2. Balances or Amount Owed 30% – When you apply for credit, the amount of consumer debt you owe really matters to a lender. If you are close to maxing out all of your credit cards or your line of credit, this could be a sign that you are in financial distress, and it means that you are a higher risk to lenders—statistically speaking. This is why the amounts that you owe on your debts make up 30% of your credit score. This part of your credit score will look at the amounts you owe on each credit card, line of credit and loan you have. It will look at the number of accounts you have with balances and what percent you are using of each of your credit limits. If you are using 75% or more of your credit limit on a credit card or line of credit, this is seen as a sign of trouble and your credit score will be negatively impacted.
3. Length of Credit History 15% – If you have had credit available to you for a long time, your credit report should provide an accurate picture of how you use it. For someone who has not had credit for very long, it is difficult to tell if they really know how to use credit responsibly. Time is needed to get a true picture of how responsible someone is with credit. This is why the length of your credit history is the third most important factor in your credit score calculation. It will usually make up 15% of your credit score. Your score will reflect how long it has been since you first obtained credit, how long each item on your credit report has been reporting and whether or not you have active credit right now. If you have recently obtained credit for the first time, your credit score will not be very strong. However, if you have been responsibly using credit for many years, this factor will really work for you. If you have been involved in a bankruptcy, consumer proposal or debt management program, your credit history will essentially restart whenever you complete your program (the record of your program also has to fall off your credit report for you to get a good credit score). Closed creditors will remain on your credit history for 6 years.

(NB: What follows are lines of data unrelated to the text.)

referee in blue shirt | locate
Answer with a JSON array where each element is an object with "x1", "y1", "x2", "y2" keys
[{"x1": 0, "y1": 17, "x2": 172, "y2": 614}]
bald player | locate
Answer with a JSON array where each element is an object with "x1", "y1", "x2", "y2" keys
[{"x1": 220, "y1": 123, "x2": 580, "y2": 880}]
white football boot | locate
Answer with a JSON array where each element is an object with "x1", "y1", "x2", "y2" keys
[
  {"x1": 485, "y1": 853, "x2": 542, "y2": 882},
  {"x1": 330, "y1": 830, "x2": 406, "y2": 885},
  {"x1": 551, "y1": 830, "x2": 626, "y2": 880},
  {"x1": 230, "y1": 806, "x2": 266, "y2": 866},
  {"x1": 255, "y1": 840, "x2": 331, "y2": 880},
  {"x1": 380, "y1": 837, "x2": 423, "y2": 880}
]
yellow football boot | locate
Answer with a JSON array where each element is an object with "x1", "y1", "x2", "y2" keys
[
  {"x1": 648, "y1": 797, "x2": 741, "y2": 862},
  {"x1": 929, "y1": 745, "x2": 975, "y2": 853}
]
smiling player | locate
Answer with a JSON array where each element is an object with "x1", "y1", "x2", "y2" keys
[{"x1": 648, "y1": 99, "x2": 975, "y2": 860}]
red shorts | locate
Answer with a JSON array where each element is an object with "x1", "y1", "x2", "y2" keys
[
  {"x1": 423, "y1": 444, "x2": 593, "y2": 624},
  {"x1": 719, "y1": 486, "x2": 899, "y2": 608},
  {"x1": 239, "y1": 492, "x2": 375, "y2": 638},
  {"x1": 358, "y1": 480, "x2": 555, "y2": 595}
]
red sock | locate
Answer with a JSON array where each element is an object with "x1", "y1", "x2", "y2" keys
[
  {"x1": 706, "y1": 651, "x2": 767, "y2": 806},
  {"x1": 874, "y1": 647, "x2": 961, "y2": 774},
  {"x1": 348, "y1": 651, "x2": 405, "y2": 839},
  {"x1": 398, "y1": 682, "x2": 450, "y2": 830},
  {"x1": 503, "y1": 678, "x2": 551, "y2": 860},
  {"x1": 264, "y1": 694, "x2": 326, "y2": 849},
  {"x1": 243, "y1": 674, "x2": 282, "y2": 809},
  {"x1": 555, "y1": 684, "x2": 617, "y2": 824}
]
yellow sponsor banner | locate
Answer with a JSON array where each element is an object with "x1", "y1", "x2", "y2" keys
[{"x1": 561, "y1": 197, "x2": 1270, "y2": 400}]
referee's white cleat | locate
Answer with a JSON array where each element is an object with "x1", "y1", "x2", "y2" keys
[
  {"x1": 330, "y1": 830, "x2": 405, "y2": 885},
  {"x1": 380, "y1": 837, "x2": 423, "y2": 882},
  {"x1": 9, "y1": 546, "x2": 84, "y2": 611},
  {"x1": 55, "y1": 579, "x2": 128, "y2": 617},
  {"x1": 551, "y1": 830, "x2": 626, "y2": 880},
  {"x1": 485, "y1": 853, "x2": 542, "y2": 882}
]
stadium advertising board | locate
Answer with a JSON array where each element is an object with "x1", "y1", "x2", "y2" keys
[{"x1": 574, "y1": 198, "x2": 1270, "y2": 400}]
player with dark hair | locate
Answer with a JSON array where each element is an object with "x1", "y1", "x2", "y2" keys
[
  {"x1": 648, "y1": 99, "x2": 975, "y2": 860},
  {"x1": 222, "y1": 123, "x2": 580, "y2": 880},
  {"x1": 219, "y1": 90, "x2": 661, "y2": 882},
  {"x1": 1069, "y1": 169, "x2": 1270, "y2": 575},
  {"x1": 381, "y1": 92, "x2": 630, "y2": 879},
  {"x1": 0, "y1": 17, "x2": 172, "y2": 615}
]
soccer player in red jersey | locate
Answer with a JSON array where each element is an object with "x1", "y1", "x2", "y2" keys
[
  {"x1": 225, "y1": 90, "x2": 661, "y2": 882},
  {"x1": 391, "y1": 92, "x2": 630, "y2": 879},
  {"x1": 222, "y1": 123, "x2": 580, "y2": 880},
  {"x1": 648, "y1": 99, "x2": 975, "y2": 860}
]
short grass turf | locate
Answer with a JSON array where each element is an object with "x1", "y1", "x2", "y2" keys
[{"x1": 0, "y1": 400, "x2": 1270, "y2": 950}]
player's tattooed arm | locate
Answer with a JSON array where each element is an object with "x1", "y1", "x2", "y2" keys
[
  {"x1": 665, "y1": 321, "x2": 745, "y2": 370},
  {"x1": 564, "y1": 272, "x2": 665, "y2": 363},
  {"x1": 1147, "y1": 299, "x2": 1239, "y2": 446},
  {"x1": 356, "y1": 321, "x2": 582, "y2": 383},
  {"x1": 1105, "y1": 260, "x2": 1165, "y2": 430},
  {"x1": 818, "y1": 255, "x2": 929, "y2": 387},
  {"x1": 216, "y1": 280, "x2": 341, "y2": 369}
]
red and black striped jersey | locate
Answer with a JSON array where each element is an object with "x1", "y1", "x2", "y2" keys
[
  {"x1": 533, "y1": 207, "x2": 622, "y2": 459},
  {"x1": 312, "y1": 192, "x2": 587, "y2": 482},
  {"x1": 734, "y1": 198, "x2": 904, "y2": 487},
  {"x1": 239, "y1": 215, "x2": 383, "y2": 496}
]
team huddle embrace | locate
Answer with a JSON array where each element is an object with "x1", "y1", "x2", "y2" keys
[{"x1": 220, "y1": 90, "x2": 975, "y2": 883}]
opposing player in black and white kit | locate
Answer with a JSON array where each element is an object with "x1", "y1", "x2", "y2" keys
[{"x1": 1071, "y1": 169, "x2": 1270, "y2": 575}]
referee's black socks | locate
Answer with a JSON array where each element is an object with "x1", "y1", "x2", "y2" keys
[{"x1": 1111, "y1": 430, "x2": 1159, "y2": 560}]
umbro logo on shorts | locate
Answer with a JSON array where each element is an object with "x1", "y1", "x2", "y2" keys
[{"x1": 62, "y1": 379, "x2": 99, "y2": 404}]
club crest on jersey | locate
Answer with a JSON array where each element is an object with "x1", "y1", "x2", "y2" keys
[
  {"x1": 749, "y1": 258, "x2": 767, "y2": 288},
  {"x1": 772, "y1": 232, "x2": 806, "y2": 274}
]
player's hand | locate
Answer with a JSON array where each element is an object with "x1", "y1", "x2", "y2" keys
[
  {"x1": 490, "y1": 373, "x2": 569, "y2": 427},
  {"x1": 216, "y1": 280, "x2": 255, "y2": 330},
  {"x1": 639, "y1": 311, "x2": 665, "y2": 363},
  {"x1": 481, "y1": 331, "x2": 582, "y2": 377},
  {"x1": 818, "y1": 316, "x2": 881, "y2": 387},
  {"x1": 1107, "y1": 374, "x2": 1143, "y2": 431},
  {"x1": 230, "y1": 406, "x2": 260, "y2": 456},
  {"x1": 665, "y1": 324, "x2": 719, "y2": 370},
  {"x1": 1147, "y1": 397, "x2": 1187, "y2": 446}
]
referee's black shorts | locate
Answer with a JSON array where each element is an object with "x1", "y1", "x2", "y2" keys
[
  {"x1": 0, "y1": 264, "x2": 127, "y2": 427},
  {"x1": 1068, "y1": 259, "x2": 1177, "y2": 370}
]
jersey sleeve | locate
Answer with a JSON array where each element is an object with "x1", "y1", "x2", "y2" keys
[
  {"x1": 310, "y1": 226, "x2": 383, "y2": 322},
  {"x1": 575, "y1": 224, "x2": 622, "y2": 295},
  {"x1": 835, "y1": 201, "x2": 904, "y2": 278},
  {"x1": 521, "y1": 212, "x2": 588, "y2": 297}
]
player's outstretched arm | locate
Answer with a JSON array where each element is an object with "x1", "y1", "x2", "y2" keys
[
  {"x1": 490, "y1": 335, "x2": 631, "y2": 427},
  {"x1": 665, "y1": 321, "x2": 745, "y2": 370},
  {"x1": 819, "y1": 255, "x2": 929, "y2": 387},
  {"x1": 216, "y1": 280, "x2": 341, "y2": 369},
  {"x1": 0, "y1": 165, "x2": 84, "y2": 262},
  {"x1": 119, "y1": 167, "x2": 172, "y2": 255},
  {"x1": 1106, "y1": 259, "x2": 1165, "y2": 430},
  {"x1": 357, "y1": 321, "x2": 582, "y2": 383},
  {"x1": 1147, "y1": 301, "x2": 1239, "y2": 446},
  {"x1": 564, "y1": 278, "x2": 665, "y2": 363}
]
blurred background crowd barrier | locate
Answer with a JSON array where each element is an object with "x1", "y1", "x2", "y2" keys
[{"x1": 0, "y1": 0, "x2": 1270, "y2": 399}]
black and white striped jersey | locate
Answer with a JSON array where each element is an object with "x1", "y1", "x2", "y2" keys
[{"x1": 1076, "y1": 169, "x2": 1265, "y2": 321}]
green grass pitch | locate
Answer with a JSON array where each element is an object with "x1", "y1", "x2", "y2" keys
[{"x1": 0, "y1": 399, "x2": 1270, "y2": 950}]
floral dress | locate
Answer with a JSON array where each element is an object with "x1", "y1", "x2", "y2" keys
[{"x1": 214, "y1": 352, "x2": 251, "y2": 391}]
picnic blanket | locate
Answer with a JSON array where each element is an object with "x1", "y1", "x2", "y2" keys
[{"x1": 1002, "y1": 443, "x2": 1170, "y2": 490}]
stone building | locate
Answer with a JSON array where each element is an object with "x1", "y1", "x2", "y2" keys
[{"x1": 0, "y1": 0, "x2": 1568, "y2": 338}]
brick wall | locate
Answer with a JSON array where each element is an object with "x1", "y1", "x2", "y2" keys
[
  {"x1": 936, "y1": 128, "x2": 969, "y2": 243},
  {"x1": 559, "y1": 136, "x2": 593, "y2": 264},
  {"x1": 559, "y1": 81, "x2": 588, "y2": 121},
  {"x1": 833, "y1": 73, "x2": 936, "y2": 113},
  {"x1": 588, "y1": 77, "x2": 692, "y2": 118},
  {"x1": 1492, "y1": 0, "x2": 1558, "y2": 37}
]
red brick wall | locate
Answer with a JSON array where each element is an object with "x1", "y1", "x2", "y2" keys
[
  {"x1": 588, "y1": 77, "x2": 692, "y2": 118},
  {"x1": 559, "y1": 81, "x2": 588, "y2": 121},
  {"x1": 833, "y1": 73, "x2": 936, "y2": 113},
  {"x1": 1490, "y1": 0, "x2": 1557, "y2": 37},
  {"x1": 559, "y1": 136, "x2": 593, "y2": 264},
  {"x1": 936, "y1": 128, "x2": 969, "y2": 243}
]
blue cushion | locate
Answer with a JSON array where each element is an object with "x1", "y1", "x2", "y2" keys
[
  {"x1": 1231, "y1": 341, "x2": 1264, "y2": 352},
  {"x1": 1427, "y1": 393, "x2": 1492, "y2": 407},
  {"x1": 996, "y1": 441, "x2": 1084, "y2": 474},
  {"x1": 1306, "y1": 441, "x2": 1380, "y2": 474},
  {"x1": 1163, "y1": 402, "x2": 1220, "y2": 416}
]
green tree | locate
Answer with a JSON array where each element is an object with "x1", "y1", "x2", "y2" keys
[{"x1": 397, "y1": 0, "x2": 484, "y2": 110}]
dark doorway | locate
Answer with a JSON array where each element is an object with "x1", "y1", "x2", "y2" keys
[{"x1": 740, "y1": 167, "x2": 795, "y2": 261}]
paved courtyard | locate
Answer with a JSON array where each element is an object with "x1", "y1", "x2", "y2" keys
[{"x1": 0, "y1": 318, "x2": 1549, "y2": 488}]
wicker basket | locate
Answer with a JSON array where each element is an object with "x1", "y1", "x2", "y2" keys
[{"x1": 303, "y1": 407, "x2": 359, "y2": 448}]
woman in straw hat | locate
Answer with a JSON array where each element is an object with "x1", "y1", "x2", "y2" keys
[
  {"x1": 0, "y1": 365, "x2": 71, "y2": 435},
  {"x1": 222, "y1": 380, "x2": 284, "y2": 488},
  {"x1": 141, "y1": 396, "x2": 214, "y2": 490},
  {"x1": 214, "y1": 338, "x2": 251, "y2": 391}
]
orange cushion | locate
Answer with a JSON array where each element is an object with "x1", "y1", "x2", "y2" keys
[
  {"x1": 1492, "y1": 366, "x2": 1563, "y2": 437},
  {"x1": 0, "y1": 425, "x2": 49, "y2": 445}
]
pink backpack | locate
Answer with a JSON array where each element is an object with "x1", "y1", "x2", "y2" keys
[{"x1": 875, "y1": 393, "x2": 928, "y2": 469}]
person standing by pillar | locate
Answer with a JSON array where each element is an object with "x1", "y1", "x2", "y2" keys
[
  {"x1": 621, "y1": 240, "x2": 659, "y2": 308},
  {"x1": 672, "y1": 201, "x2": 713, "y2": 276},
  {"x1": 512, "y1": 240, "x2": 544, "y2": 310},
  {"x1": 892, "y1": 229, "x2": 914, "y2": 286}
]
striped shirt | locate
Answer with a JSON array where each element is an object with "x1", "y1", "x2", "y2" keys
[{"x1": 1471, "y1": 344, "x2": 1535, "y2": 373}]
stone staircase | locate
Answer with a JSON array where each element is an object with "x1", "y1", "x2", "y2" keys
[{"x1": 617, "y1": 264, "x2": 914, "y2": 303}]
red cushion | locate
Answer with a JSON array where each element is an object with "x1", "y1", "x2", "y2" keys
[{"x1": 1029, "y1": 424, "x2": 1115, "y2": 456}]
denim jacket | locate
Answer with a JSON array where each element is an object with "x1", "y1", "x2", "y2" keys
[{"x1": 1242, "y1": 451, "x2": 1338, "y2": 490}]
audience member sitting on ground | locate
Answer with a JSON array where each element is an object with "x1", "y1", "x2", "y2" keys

4. New Credit Inquiries 10% – If you are frequently applying for credit, your creditors want to know. This can mean that you’re in a desperate financial situation, and this could mean that you are now a riskier customer to your creditors. This is one reason why new credit and credit inquiries compose around 10% of your credit score. This part of your credit score will take into account the number of credit accounts you have opened recently, the number of recent credit inquiries, the time since any new accounts were opened and the time since your most recent credit inquiries. This part of your credit score will also evaluate whether or not you are re-establishing good credit history follow past payment problems.


5. Types of Credit in Use 10% – Creditors are interested to see if you have experience handling different kinds of credit. Even though this part of your credit score makes up 10% of the total, it is the least significant unless you don’t have much other information on your credit report. Even though the credit scoring system looks for different types of credit, you shouldn’t go around applying for different types of credit to try to improve your score in this area. Only open credit accounts as you need them. This part of the credit score is likely in place to help identify people who abuse credit or people who apply for every credit card that comes in the mail. If you focus on being responsible with your credit, this part of your score will most likely take care of itself.